After Brexit removed the 24 UK members in 2020, the Committee settled at 329 full members and the same number of alternates. The numbers per country reflect population, but very loosely: Malta sends members representing roughly 88,000 citizens each, Germany's send members representing 3.45 million. The work is organised into six thematic commissions, each one a kind of standing committee with its own staff and opinion-drafting machinery. CIVEX handles citizenship and external affairs. COTER handles territorial cohesion, which in practice means EU regional funding. ECON handles economic policy. ENVE handles environment, climate, and energy. NAT handles agriculture and natural resources. SEDEC handles social policy, education, employment, culture, and research. Each commission has around 100 members; each member can serve on two. They meet, they argue, they appoint rapporteurs to draft opinions. The opinions then go to plenary for adoption six times a year.
The Committee of the Regions does not legislate. It produces opinions. The European Commission, the Council, and the Parliament are legally required to consult it on proposals with regional or local impact. The Committee can also issue own-initiative opinions, putting topics on the agenda that the bigger institutions might prefer to ignore. Once an opinion is adopted in plenary, it is published in the Official Journal of the European Union and lands on the desks of every relevant EU policymaker. It is, by design, soft power. The Committee can argue, persuade, embarrass, and occasionally litigate. It cannot vote a law down. Critics call this institutional weakness. Defenders call it the only honest way to give regional government a seat at a table where the chairs belong to national capitals.
In 2020, the Committee was hauled before the European Parliament over the case of Robert McCoy, a former internal auditor who had spent two decades pursuing fraud and embezzlement allegations inside the institution. McCoy told MEPs that the Committee had run 'a vindictive campaign' against him after he blew the whistle, denigrating his personal and professional reputation. Dutch MEP Sophie in 't Veld, who had once worked at the Committee herself, called the administration 'totally incompetent and rotten to the core' and suggested budgetary sanctions. Czech MEP Tomáš Zdechovský compared the case to the film Groundhog Day, in which the protagonist is trapped in an endless time loop. For an institution premised on bringing decision-making closer to citizens, the McCoy saga was a damaging mirror: the Committee was being shown, in public, exhibiting the same opacity and self-protection it accused larger bureaucracies of.
Once a year, the Committee transforms its building into the centre of a sprawling four-day event called the European Week of Regions and Cities.

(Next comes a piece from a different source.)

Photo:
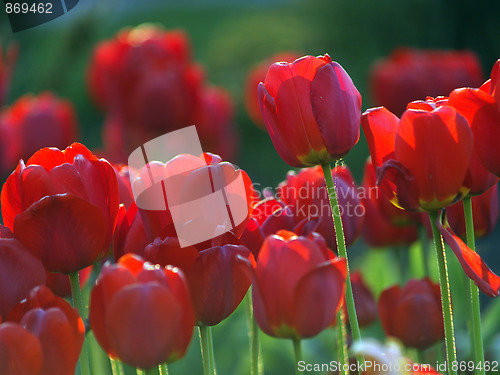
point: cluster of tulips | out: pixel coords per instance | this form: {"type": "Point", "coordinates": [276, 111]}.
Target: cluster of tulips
{"type": "Point", "coordinates": [70, 219]}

Thousands of mayors, regional officials, academics, civil society representatives, and businesspeople come to Brussels to compare notes on everything from cohesion-fund spending to climate adaptation to the integration of refugees. The seminars and side events fan out across the European Quarter. It is the one week each year when the Committee's basic argument, that the people who actually deliver public services across Europe deserve a structured voice in the laws that shape that delivery, is hard to dispute. The plenary halls, normally quiet between the six annual sessions, fill with discussions in two dozen languages. Then everyone goes home to run their cities.
Located at 50.8406 N, 4.3772 E in Brussels' European Quarter. The Committee is housed in the Jacques Delors Building (the former Belliard building), a few blocks east of the European Parliament's Espace Léopold. Recommended viewing altitude 2,500-4,000 feet. Visual landmarks include the Spinelli towers of the European Parliament to the south and the curved Berlaymont (Commission) to the north. Nearest major airport: Brussels Airport (EBBR), 11 km northeast.